I wanted to give myself up and allow him to rescue me from the sadness of the world. It would be a place where I would not have to struggle with decisions. They would be made for me; all I had to do was submit to him and follow his lead.
It happened in an instant, and then he was gone. But in that instant I had looked into the eyes of God.
It was all there; everything I thought God was. There was power. There was benevolence.
There was resignation. I knew that he would lead me and care for me. He was almighty and that was indisputable.
As a Quaker I believe in that of God in everyone, but as a biologist I believe that God can be found in all creatures. On that day, in that place, and in those eyes I saw God.
I understand Paul’s experience on his way to Damascus a bit better now. I understand how a divine light could blind him and knock him backwards, because I saw some of that light in those gorilla eyes.
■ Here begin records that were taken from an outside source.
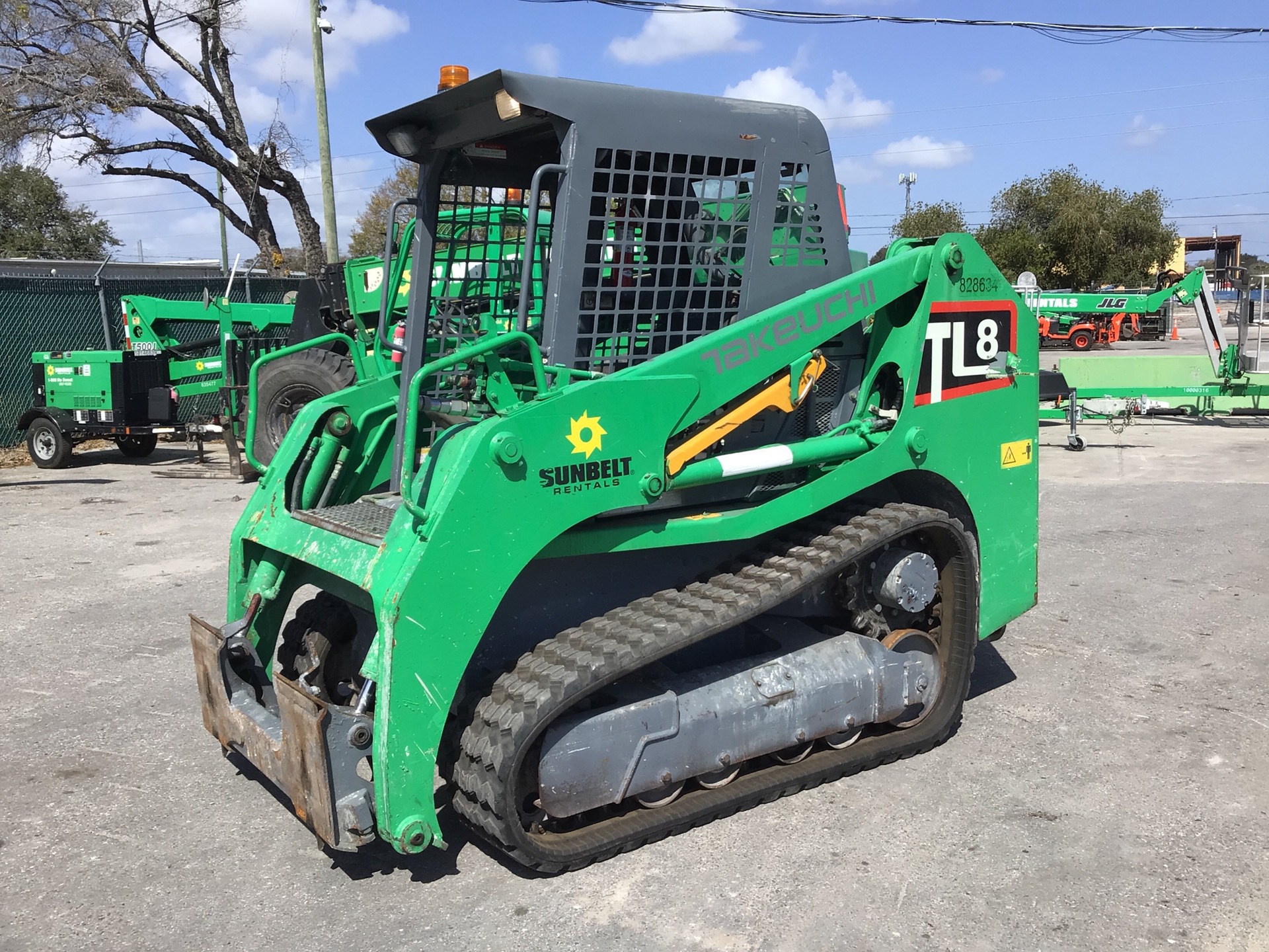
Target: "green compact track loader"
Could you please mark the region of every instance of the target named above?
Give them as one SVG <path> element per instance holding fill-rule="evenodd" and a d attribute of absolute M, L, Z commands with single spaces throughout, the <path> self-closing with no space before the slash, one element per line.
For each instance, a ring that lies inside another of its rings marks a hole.
<path fill-rule="evenodd" d="M 501 71 L 368 126 L 419 273 L 523 189 L 542 281 L 416 281 L 296 416 L 192 619 L 221 745 L 334 849 L 561 871 L 945 740 L 1036 602 L 1036 319 L 973 239 L 853 270 L 794 107 Z"/>

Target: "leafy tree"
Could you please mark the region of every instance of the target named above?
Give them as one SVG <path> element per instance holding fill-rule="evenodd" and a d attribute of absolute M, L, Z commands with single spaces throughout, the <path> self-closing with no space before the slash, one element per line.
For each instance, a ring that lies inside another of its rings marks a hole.
<path fill-rule="evenodd" d="M 396 169 L 371 193 L 365 208 L 357 216 L 353 237 L 348 242 L 350 258 L 359 255 L 383 254 L 383 240 L 387 237 L 386 222 L 388 208 L 398 198 L 414 198 L 419 192 L 419 166 L 414 162 L 397 162 Z M 398 217 L 407 216 L 401 211 Z"/>
<path fill-rule="evenodd" d="M 1107 189 L 1067 166 L 997 193 L 976 237 L 1010 281 L 1029 270 L 1044 288 L 1141 286 L 1176 244 L 1166 204 L 1156 189 Z"/>
<path fill-rule="evenodd" d="M 226 34 L 240 25 L 240 5 L 0 0 L 0 154 L 69 145 L 104 175 L 175 182 L 223 212 L 273 268 L 283 261 L 266 195 L 277 195 L 316 272 L 321 231 L 292 171 L 302 150 L 277 117 L 251 129 L 239 108 Z M 221 173 L 244 211 L 195 178 L 207 171 Z"/>
<path fill-rule="evenodd" d="M 968 231 L 964 212 L 954 202 L 917 202 L 890 228 L 891 240 L 900 237 L 934 237 L 949 231 Z"/>
<path fill-rule="evenodd" d="M 66 193 L 39 169 L 0 166 L 0 256 L 98 259 L 108 245 L 121 244 L 109 222 L 67 204 Z"/>

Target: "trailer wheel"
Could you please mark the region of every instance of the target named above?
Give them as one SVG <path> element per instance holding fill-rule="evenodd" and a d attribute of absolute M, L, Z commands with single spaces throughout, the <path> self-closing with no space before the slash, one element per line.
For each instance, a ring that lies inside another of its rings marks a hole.
<path fill-rule="evenodd" d="M 343 354 L 321 348 L 266 363 L 260 368 L 255 421 L 255 457 L 273 459 L 296 415 L 311 400 L 334 393 L 357 382 L 353 363 Z"/>
<path fill-rule="evenodd" d="M 65 470 L 71 465 L 72 446 L 65 433 L 47 416 L 27 426 L 27 452 L 41 470 Z"/>
<path fill-rule="evenodd" d="M 127 437 L 119 437 L 114 440 L 114 444 L 119 448 L 129 459 L 140 459 L 143 456 L 150 456 L 155 447 L 159 446 L 159 437 L 154 433 L 135 433 Z"/>

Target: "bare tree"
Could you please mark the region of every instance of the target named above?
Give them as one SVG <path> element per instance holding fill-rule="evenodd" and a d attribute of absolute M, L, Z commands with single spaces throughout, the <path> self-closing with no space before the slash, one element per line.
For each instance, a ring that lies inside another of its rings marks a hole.
<path fill-rule="evenodd" d="M 305 263 L 325 263 L 321 232 L 292 166 L 302 159 L 277 117 L 254 138 L 239 108 L 226 32 L 239 0 L 0 0 L 0 141 L 10 151 L 34 142 L 46 155 L 70 143 L 80 162 L 105 175 L 176 182 L 225 213 L 261 259 L 282 265 L 268 193 L 289 206 Z M 190 37 L 197 60 L 185 56 Z M 194 89 L 195 95 L 183 95 Z M 129 135 L 148 112 L 170 128 Z M 194 176 L 220 171 L 226 193 Z"/>

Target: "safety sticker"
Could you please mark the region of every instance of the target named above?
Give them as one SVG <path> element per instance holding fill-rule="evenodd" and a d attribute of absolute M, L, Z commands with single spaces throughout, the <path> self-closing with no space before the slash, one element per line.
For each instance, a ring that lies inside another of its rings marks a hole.
<path fill-rule="evenodd" d="M 1015 439 L 1013 443 L 1000 444 L 1000 468 L 1011 470 L 1015 466 L 1028 466 L 1032 461 L 1032 447 L 1029 439 Z"/>

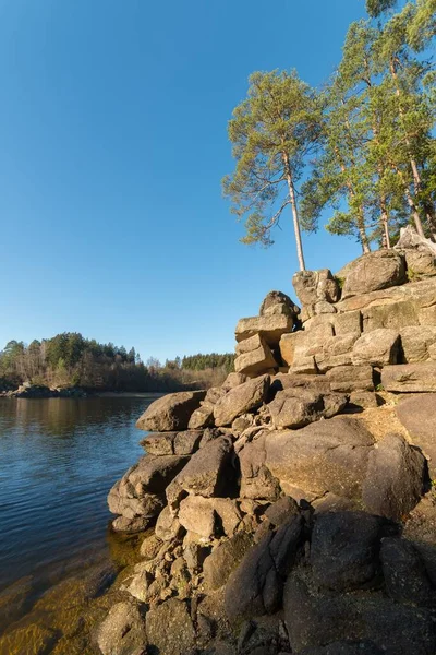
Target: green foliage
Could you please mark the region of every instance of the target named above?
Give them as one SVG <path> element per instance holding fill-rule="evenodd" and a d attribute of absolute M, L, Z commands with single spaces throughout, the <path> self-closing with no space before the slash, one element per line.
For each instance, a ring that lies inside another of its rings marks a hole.
<path fill-rule="evenodd" d="M 290 205 L 300 267 L 304 267 L 295 192 L 320 132 L 318 96 L 295 71 L 255 72 L 228 132 L 237 164 L 222 187 L 232 212 L 245 217 L 242 241 L 270 246 L 271 230 Z"/>
<path fill-rule="evenodd" d="M 232 370 L 233 355 L 194 355 L 144 365 L 134 348 L 99 344 L 75 332 L 57 334 L 28 346 L 11 341 L 0 352 L 0 391 L 34 384 L 82 386 L 97 391 L 179 391 L 219 384 Z M 183 370 L 184 369 L 184 370 Z M 192 371 L 192 372 L 191 372 Z M 198 371 L 202 376 L 198 377 Z"/>

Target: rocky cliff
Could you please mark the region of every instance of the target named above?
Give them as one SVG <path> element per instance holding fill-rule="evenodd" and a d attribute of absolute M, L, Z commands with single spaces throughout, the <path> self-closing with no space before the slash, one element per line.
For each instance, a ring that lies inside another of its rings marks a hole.
<path fill-rule="evenodd" d="M 436 652 L 436 252 L 295 274 L 237 325 L 237 372 L 138 419 L 109 493 L 141 532 L 104 655 Z"/>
Surely if God were to be revealed in full glory I would be rendered blind and mute. The experience, in this diluted form, was quite enough for me.
Somehow I managed to click off several pictures; in self-defense or perhaps it was just sheer reflex. Although none of my photographs fully captured the eternal eye that seared my soul on that day, there is a hint of it in some of my pictures.
I blew up a particularly favorite picture of mine and tacked it near the doorway of my office as a reminder of the day I saw the eternal eye of God in the face of a gorilla. Each day as I walk in, I stop, look at it, and simply nod.